Suivant cette affaire, Alain Kistnen, secrétaire de l’Union of Bus Industry Workers (UBIW), est monté au créenau pour défendre les receveurs en question. Il affirme les avoir rencontrés le vendredi 13 février et qu'ils rejettent fermement toute accusation de consommation de substances illicites. «Les trois employés démentent les accusations portées contre eux. Ils expliquent avoir été à Grand Bassin la veille, après leurs heures de travail, et qu'ils devaient reprendre leur service le lendemain aux alentours de midi. Les travailleurs du transport en commun ne disposent pas de mess room pour se reposer. Ils sont donc contraints de s’assoupir ou de déjeuner dans leur bus ou dans les gares», confie Alain Kistnen.
Le secrétaire de l’UBIW reconnaît toutefois que s’isoler dans certains endroits pour se reposer peut parfois présenter des risques. Il précise également que les trois employés de la CNT disposaient encore de temps avant la reprise de leur service, ce qui les aurait conduits à faire une courte sieste. Il ajoute que leur service n’avait pas encore débuté et qu’une patrouille policière se trouvait sur les lieux à ce moment-là.

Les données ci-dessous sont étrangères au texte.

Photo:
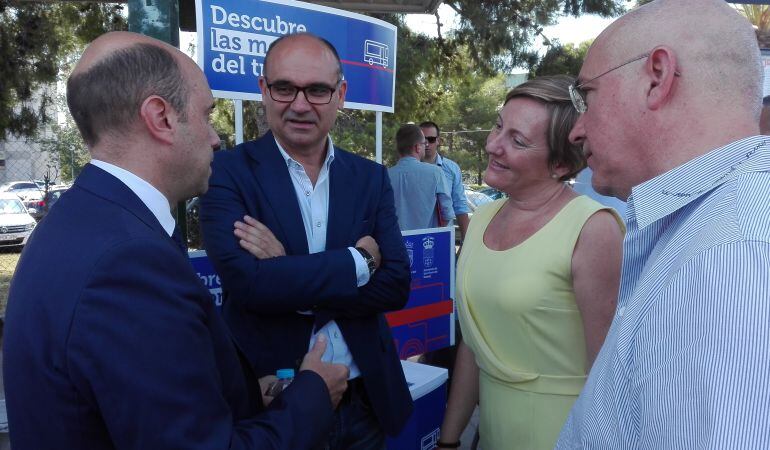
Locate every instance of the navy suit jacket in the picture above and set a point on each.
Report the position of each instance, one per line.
(111, 341)
(262, 297)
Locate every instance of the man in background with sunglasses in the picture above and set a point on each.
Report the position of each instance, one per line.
(305, 238)
(451, 171)
(421, 192)
(670, 98)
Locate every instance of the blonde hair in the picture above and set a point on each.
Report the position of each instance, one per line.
(553, 92)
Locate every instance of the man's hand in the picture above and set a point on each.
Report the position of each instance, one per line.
(334, 375)
(257, 239)
(370, 245)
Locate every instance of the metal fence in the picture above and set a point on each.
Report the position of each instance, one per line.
(24, 164)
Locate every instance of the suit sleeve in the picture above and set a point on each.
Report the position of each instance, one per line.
(276, 285)
(388, 287)
(143, 351)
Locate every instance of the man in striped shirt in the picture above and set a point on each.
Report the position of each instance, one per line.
(670, 97)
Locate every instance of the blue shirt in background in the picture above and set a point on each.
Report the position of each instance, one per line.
(454, 180)
(417, 186)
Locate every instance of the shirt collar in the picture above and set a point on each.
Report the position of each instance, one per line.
(155, 201)
(408, 159)
(673, 190)
(289, 160)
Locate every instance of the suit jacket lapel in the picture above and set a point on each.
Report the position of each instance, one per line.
(273, 177)
(341, 225)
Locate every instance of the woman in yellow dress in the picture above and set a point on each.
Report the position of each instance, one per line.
(537, 279)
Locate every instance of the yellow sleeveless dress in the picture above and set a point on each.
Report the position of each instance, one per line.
(518, 314)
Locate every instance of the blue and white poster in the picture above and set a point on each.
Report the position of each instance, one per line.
(234, 35)
(427, 321)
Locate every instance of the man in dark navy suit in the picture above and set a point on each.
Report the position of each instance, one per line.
(305, 238)
(111, 340)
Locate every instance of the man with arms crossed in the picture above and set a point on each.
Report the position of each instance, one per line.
(305, 238)
(111, 341)
(670, 97)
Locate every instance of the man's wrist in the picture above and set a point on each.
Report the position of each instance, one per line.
(370, 263)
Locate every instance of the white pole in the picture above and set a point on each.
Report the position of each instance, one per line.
(378, 137)
(238, 105)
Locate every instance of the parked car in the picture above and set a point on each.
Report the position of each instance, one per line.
(39, 208)
(27, 191)
(15, 222)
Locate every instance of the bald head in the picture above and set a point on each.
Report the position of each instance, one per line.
(115, 74)
(715, 48)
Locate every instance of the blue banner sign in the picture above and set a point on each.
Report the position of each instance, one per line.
(234, 35)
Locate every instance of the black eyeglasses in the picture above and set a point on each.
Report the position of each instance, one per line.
(578, 95)
(316, 94)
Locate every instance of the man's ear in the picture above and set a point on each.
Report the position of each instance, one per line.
(159, 118)
(661, 70)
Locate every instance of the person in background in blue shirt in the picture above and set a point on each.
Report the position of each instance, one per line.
(670, 97)
(451, 171)
(420, 190)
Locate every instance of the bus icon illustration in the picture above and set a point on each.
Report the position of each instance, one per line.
(375, 53)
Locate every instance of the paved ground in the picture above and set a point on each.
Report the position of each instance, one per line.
(467, 438)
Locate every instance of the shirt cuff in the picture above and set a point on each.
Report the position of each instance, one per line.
(362, 269)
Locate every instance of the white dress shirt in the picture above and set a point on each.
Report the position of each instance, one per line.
(314, 206)
(155, 201)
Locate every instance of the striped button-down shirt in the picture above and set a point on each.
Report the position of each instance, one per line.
(686, 363)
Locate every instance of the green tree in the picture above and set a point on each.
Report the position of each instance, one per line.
(499, 33)
(65, 145)
(36, 41)
(759, 16)
(561, 59)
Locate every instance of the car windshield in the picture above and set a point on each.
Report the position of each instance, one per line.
(11, 206)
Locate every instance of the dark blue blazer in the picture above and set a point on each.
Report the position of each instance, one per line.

Les syndicats réclament ainsi la levée immédiate de leur suspension. «Dans un contexte de pénurie de personnel dans le transport public, il aurait été préférable que le management de la CNT convoque d’abord les employés afin de recueillir leurs dépositions. Ce n’est qu’à la lumière de ces éléments qu’une décision de suspension ou non aurait dû être prise. Il faut des preuves tangibles», soutient-il.